Am Tag darauf, Freitag, den 08. Oktober, besuchte Christian Linker erneut in den ersten beiden Stunden diesmal den Kurs Praktische Philosophie der AHR-Elfer-Klassen aus den Abteilungen Gesundheit und Soziales, Technik und Wirtschaft und Verwaltung und hatte ein besonderes Schmankerl mitgebracht: Passend zum Kursthema Sekten und Verschwörungstheorien gab es eine „Sneak-Preview-Lesung“, wie er es nannte, einen Vorgeschmack auf einen noch nicht veröffentlichten Roman. „Y-Game“ erscheint Ende 2021 und schildert aus der Perspektive des Ich-Erzählers und Außenseiters Janosch dessen Erfahrungen mit einem perfiden Spiel, einem Alternate Reality Game, das auf verschiedene Medien zurückgreift und so die Grenze zwischen fiktiven Ereignissen und realen Erlebnissen verwischt. Immer wieder findet man im Real Life kryptische Hinweise, die die Spieler in den Sog eines Verschwörungsmythos ziehen. Entsprechend der Ideologie der QAnon-Anhänger, die die Regierungen dieser Welt für Marionetten mysteriöser Strippenzieher halten, angeblich befördert von Prominenten wie Bill Gates, Hilary Clinton, Joe Biden, Angela Merkel, George Soros, Britney Spears und einer behaupteten jüdischen Verschwörung, geht es auch hier darum, dass unschuldige Kinder entführt und in geheimen Folterkellern vergewaltigt und gequält werden. Der Oberbürgermeister des Städtchens, in dem Janosch lebt, soll an dem grausigen Geschäft mit Adenochron beteiligt sein, einem Stoffwechselprodukt der Zirbeldrüse, das bei Angst und Stress abgesondert und den Kindern abgezapft wird, um daraus einen Verjüngungstrank zu mixen. Wieder einmal mehr ist Christian Linker damit hart am Puls der aktuellen Geschehnisse: Im Zuge der Pandemie trieben derart abstruse Schwurbeleien weltweit Blüten.

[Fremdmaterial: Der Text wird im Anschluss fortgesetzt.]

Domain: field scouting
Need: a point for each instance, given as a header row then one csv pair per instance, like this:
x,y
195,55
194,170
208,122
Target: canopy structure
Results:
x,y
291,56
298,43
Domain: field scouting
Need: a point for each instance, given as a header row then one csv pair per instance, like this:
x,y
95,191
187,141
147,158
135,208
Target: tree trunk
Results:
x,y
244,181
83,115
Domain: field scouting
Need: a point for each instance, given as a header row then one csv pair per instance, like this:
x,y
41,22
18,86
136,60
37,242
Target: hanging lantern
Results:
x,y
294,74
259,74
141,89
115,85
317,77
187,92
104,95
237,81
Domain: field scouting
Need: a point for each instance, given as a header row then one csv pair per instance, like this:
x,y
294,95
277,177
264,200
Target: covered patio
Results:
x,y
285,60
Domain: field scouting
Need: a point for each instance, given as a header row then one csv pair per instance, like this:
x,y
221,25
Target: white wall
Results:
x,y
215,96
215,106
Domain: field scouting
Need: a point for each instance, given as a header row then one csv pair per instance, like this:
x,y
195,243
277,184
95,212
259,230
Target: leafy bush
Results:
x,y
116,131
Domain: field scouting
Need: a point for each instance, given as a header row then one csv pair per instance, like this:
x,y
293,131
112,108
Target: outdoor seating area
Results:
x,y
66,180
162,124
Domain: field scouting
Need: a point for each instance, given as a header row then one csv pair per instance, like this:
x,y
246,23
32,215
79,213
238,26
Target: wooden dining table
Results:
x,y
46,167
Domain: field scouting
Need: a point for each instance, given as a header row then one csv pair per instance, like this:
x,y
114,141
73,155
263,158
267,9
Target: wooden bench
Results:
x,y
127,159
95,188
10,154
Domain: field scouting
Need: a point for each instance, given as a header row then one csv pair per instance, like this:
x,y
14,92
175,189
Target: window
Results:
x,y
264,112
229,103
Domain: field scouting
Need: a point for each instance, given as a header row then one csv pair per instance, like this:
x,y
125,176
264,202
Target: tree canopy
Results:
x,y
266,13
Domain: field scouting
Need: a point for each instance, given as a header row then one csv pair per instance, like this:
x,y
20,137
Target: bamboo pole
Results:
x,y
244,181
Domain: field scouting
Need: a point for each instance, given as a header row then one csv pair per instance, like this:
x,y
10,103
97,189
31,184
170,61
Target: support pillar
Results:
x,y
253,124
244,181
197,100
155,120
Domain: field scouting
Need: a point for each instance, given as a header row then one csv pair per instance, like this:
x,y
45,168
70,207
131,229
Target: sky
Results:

Im anschließenden Gespräch konnten bis zum Klingeln kaum alle Fragen der Schülerinnen beantwortet werden, die viele Aspekte betrafen: von dem, was Linker inspiriere, zu seinen Themen, der Recherche, der Figurenkonstruktion bis hin zur Bezahlung: Erhält ein Schriftsteller ein monatliches Gehalt oder wird er pro Buch bezahlt? Linker gab nicht nur ausführliche Antworten, sondern konnte wieder mit vielen Erfahrungsberichten punkten, eigene Irrtümer oder Fehleinschätzungen eingeschlossen. Gefragt, für wie bedrohlich er Verschwörungserzählungen halte, gab er sich zuversichtlich: Demokratie als die beste aller Gesellschaftsformen müsse und könne viel aushalten, auch dass gelegentlich der Teufel an die Wand gemalt werde.